То о чем я подумал, было предназначено только для нее, и это можно не предавать гласности. Аля улыбнулась и проворно сняла с девушки рубаху. Дуня почти никак не реагировала, безжизненно улыбалась.
- Эй, ты, - обратился я к немцу, - ду бист фонендоскоп?
Винер смотрел на меня непонимающими глазами. Фонендоскоп, видимо, еще не изобрели.
- Трубка у тебя есть, слушать?
Я жестом показал, что мне нужно. Немец, кажется, понял.
- Найн, - коротко ответил он.
Пришлось слушать Дуню ухом. Чтобы зазря не нервировать Алю, я прослушал ее сердце и легкие со спины. В сердце были небольшие шумы, нормальные в таком ослабленном состоянии. Легкие были чистые. Живот нормальный.
Единственно, что мне не понравилось - это нитевидный пульс. Похоже было, что или девица заморила себя голодом, или ее угробил присутствующий здесь лекарь неумеренными кровопусканиями.
Аля, успокоенная моими целомудренными действиями, помогла одеть и уложить Дуню в постель. Что делать с ней, я не знал. Никаких явных признаков болезни я у нее не нашел.
- Ты узнала что-нибудь? - спросил я Алю.
- Она влюблена, - зашептала Аля мне в ухо, - и боится, что батюшка узнает и прибьет парня... Зовут его Семен.
- Эй, ты чего это удумал! - закричал я на немца, перебив Алю, - а ну отойди от нее!
Пока мы шептались, лекарь подобрался к больной со своим скальпелем, собираясь вскрыть ей вену на руке для кровопускания.
- Я ист исполнить свой долг! - угрюмо проворчал немец, отступая от Дуни.

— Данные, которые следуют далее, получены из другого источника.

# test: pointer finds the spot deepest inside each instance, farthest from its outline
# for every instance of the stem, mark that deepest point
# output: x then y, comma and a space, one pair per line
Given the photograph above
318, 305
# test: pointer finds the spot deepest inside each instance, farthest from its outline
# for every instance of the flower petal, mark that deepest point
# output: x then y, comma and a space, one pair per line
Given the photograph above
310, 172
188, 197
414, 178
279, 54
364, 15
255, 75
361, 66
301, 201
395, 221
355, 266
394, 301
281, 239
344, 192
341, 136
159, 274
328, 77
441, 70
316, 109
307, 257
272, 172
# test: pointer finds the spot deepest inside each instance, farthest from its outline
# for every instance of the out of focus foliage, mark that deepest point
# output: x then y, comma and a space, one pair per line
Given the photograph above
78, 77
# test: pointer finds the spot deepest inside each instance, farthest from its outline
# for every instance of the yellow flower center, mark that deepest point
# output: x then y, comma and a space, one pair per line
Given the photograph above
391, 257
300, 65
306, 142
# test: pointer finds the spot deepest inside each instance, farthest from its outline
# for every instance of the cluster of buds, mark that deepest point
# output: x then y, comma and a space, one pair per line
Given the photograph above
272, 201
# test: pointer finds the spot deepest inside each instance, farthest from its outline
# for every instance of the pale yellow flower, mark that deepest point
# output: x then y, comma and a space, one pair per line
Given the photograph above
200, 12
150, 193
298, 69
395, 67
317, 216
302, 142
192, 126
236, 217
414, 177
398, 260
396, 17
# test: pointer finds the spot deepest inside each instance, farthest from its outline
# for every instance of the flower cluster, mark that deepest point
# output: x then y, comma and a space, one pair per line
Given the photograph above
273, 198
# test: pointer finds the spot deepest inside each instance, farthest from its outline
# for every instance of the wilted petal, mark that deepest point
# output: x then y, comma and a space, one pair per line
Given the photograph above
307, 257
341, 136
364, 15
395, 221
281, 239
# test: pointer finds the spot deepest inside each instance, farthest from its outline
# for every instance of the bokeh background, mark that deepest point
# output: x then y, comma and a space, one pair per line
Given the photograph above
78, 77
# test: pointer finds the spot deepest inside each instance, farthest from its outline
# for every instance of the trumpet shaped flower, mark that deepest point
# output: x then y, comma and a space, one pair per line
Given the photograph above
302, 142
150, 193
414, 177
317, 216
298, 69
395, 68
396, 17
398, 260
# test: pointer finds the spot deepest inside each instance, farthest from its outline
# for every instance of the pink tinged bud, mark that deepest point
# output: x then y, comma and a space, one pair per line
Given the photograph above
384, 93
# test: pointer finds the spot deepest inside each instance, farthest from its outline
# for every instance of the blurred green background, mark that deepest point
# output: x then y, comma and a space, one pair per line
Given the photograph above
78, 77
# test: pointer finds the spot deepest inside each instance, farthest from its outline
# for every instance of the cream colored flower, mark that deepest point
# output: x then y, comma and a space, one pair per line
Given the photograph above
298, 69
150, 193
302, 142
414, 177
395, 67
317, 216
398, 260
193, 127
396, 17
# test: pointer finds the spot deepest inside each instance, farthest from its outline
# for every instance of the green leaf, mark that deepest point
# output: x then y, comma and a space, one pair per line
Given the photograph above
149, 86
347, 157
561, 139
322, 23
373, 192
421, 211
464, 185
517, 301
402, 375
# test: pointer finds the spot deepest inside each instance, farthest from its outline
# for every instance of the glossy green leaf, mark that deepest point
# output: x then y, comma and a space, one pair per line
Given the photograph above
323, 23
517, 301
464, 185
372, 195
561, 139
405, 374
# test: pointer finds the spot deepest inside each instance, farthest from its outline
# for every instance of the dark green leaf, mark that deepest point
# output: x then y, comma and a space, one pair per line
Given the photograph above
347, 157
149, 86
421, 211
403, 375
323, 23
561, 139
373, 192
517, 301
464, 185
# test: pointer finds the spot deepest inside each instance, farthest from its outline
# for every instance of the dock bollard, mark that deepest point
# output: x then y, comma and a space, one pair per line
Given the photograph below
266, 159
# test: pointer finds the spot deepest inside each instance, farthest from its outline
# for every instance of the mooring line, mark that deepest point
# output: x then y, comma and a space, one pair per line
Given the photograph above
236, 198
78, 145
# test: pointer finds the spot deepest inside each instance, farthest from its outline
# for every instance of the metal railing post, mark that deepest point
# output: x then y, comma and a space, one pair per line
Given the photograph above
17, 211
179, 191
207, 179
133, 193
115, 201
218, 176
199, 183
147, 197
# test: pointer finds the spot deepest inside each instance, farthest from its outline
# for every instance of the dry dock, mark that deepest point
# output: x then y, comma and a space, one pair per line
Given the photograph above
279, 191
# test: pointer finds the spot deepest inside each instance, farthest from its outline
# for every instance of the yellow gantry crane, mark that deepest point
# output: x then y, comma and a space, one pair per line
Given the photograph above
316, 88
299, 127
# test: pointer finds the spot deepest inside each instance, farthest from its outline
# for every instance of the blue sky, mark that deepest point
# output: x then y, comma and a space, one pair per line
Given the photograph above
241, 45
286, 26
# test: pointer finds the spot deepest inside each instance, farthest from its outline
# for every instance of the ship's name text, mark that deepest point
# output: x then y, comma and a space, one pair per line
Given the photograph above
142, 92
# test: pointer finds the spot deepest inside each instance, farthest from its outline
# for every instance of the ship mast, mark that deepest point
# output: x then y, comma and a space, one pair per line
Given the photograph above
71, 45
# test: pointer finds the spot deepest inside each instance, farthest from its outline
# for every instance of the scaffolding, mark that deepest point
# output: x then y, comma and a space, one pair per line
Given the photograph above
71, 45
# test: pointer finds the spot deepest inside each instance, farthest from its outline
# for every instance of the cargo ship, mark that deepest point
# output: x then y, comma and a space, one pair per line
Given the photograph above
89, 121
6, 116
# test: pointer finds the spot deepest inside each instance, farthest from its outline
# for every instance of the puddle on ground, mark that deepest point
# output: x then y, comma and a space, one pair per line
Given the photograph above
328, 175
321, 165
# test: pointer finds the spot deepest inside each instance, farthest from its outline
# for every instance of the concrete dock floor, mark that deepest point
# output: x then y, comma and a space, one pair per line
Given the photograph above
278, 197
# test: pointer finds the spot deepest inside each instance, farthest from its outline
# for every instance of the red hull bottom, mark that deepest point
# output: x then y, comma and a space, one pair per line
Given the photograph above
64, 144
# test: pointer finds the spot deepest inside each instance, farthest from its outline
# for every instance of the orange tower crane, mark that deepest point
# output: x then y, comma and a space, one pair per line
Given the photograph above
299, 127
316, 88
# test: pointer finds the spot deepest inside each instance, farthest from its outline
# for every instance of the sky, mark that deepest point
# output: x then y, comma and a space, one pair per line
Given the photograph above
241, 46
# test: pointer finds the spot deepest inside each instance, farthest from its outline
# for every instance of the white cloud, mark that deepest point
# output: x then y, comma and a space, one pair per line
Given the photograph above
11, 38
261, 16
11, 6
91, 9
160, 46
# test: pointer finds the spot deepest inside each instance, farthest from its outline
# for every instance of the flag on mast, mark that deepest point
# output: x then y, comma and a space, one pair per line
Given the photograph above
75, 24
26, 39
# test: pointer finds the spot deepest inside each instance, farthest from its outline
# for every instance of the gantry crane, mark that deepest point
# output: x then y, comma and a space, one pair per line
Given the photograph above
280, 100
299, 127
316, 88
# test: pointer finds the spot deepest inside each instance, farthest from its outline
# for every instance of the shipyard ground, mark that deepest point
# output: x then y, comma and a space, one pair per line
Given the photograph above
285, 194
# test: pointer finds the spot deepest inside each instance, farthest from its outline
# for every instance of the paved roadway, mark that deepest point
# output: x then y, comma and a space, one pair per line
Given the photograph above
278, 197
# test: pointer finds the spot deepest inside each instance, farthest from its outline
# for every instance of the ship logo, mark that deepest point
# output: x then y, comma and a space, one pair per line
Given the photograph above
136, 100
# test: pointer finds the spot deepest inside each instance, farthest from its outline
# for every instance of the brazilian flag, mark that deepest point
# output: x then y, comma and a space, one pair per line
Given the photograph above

Его глупое лицо светилось святой верой в свою правоту. Я не стал вступать с ним в научный диспут, просто взял за плечо и выпихнул из комнаты. В дверь тотчас просунулась голова хозяина.
- Ну, что ваше благородие?
- Пока не знаю, - честно ответил я, - но немца на порог больше не пускайте, если не хотите, чтобы дочь померла. Да, а кто такой Семен?
При упоминании этого имени Дуня зашевелилась.
- Какой Семен? - удивился моему вопросу Фрол Исаевич.
- Не знаю, какой-нибудь Семен у вас в доме есть? Молодой и красивый.
- Есть, подмастерье. Что касаемо красоты, то я не девка, на него любоваться. Только откуда ты его знаешь?
- От верблюда. Немедленно пришлите его сюда.
- Да зачем он... - начал было говорить Котомкин и замолчал, мрачно взглянув в сторону дочери.
Удобно иметь дело с умным человеком.
- Красивый, говоришь, - пробурчал он, и лицо его начало багроветь. Так вот оно в чем дело? Да я его, стервеца!...
Я не дал договорить и вытолкал из комнаты в сени.
- Вы его... а дочка между тем помрет.